Treat immediately with a long-acting oxytetracycline and prevent heartwater with vaccinations.

Coccidiosis

©Susan Schoenian University of Maryland Extension
Coccidiosis can lead to diarrhoea in young goats.
Coccidiosis is a disease of goat kids and lambs and often occurs due to dirty kraals and pens. The disease is found in manure and causes watery diarrhoea, dehydration and loss of appetite. Separate all sick animals from the herd and treat coccidiosis with the correct remedy as advised by your vet.
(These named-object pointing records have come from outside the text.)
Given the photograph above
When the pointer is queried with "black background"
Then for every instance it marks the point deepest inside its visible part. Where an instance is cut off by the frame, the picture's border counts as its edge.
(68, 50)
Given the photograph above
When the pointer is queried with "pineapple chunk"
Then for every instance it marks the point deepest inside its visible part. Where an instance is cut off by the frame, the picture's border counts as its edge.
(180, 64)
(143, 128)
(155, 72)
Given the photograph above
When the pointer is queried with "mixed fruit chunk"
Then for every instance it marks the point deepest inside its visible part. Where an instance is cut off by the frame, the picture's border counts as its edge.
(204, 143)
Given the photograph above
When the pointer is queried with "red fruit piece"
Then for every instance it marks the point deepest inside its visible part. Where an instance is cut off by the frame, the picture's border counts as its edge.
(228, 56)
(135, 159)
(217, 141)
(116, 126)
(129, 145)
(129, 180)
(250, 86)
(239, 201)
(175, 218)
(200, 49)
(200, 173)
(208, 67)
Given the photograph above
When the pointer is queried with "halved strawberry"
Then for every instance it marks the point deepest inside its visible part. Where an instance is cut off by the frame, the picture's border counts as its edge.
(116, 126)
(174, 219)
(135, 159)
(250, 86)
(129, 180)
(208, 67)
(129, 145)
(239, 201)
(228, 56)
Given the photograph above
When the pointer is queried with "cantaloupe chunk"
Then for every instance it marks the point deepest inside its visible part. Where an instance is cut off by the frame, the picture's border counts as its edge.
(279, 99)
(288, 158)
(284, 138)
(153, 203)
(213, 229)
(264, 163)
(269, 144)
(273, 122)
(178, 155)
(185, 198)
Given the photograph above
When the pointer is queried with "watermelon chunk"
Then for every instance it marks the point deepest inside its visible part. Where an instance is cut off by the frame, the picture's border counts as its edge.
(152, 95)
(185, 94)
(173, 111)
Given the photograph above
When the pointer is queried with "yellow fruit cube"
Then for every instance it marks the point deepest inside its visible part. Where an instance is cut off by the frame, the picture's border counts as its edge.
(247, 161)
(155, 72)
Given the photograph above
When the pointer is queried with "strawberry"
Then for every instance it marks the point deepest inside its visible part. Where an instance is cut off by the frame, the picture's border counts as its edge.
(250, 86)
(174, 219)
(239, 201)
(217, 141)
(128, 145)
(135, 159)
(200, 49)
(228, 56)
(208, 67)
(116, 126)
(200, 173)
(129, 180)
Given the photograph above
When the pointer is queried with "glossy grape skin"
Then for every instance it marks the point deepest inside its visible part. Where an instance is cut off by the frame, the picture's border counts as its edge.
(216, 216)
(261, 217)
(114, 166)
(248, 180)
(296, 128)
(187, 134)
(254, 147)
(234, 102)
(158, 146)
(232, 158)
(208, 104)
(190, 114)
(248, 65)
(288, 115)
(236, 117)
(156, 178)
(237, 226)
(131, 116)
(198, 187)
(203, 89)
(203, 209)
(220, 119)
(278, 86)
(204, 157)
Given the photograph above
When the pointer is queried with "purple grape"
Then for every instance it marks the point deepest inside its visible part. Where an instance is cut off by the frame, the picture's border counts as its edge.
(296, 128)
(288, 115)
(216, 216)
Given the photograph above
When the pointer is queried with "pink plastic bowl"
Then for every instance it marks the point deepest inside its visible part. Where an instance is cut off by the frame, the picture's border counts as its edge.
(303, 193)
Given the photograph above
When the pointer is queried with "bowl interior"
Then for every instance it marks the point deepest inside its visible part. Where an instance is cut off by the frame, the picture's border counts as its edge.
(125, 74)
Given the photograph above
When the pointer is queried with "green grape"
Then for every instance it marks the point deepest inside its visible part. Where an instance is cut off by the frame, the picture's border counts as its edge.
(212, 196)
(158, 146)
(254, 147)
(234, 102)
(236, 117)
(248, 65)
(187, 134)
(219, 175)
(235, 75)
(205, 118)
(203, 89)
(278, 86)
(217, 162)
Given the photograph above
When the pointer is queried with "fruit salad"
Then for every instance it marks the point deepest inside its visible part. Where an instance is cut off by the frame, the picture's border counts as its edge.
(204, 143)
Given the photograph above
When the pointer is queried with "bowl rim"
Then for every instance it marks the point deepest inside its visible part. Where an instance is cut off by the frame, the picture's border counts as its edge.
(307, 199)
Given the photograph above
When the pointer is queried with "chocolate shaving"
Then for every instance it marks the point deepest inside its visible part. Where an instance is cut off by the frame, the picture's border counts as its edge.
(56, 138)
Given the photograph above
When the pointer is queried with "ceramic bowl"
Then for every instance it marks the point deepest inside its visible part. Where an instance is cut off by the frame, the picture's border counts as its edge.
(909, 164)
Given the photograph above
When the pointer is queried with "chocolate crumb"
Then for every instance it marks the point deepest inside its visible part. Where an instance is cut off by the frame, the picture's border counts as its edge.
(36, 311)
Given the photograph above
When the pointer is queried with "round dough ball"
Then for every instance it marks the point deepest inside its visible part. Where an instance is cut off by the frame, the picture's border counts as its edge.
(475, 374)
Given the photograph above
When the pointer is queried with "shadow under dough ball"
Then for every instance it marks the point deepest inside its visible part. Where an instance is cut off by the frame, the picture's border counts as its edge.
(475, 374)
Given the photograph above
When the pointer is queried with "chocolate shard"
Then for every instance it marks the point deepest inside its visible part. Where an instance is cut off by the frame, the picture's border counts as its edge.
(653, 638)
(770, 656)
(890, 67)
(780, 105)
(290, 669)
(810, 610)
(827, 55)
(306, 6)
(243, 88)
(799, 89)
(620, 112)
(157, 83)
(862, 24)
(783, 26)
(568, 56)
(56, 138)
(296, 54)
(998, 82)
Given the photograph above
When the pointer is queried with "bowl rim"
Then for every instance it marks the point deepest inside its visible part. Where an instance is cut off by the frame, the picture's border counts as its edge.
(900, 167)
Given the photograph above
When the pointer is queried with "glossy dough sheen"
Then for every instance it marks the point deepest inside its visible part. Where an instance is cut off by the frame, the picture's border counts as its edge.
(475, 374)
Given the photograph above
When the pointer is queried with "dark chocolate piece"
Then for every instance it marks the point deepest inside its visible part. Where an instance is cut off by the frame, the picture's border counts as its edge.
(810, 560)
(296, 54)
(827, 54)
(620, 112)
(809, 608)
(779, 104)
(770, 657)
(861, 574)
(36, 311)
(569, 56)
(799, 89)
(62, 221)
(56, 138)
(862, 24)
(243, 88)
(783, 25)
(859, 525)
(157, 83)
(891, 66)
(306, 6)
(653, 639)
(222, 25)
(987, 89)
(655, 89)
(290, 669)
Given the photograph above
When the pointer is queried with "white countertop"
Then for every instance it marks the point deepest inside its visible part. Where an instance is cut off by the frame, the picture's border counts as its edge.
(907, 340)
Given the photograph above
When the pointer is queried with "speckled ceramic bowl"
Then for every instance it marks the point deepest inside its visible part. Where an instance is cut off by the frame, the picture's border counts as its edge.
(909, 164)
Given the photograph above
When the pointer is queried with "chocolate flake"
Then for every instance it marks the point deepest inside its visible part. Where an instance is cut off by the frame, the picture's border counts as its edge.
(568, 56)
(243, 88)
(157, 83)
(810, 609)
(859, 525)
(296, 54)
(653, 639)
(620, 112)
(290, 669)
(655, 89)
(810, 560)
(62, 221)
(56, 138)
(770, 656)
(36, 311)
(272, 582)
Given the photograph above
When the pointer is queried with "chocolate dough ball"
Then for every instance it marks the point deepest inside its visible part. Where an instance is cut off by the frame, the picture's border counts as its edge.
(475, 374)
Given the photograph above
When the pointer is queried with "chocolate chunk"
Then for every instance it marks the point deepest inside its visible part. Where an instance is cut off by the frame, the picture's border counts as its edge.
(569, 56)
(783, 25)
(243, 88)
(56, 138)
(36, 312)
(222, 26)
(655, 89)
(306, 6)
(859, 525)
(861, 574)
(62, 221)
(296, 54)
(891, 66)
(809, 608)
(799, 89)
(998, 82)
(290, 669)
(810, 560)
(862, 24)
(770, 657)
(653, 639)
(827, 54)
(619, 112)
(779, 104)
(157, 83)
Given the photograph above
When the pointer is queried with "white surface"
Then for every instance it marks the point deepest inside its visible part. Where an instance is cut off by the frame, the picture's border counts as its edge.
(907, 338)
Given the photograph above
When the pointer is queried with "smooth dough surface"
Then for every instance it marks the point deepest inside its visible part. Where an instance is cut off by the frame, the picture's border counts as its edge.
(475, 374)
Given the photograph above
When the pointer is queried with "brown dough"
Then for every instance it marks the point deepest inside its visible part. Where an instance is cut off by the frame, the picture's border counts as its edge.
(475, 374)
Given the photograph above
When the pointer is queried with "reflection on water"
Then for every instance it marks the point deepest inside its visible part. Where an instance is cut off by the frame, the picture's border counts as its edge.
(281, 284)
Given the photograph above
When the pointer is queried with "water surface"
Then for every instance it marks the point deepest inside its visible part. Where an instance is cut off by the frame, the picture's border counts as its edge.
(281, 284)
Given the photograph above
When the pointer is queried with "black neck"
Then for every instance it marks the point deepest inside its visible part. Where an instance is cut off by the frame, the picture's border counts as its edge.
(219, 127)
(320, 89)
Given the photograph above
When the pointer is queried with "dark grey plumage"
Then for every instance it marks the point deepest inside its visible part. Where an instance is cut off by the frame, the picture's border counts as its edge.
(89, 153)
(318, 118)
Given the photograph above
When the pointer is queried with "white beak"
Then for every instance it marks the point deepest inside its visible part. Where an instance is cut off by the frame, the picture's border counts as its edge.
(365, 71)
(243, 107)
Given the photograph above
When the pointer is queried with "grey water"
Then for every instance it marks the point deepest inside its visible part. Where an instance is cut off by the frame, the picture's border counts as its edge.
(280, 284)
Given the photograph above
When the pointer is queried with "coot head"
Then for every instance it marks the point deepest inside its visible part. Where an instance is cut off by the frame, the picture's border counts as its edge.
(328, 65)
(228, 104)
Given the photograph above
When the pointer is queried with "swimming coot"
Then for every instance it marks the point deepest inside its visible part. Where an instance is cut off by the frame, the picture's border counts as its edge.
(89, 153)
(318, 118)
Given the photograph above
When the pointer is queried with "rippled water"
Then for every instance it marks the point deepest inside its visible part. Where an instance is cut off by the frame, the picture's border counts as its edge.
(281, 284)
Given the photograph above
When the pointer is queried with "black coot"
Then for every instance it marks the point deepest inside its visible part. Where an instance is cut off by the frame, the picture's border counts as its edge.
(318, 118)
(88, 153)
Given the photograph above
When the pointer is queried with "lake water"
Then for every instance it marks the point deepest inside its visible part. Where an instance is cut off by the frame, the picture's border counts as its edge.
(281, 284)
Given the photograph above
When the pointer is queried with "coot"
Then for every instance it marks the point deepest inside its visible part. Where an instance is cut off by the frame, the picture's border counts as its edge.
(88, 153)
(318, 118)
Treat dehydration with a mix of half a teaspoon of salt and 6 teaspoons of sugar in a litre of warm water. Give 250 - 500 ml 4 times daily for three days.

Roundworms

©Susan Schoenian University of Maryland Extension
This goat has an excellent FAMACHA score and does not show signs of anaemia.
Goats may get roundworms when eating grass. Symptoms of roundworm infestation are bottle jaw (swelling of the lower jaw), loss of condition while the insides of the eyelids are pale. Use the FAMACHA© chart to determine which animals require treatment according to their mucous membrane level of paleness. Diarrhoea can also occur but must not be confused with other diseases.

Tapeworms

©Susan Schoenian University of Maryland Extension
A tapeworm in goat intestines.
Recognised by white segments in the dung, tapeworms affect a goat’s condition but is not as serious as roundworms. Choose a worm remedy that will treat both round and tapeworms.

Liver Fluke

Liver flukes are flat, leaf-shaped worms found in the bile ducts in the liver of animals. Bottle neck, pale mucous membranes and weight loss are symptoms of liver fluke infestation. The life cycle of this internal parasite includes wet pastures and a specific snail. Fence off wet areas and treat goats with a registered worm remedy.

Please note: Information is for educational and informational purposes only and may not be construed as medical advice. The information is not intended to replace medical advice or treatment offered by your veterinarian.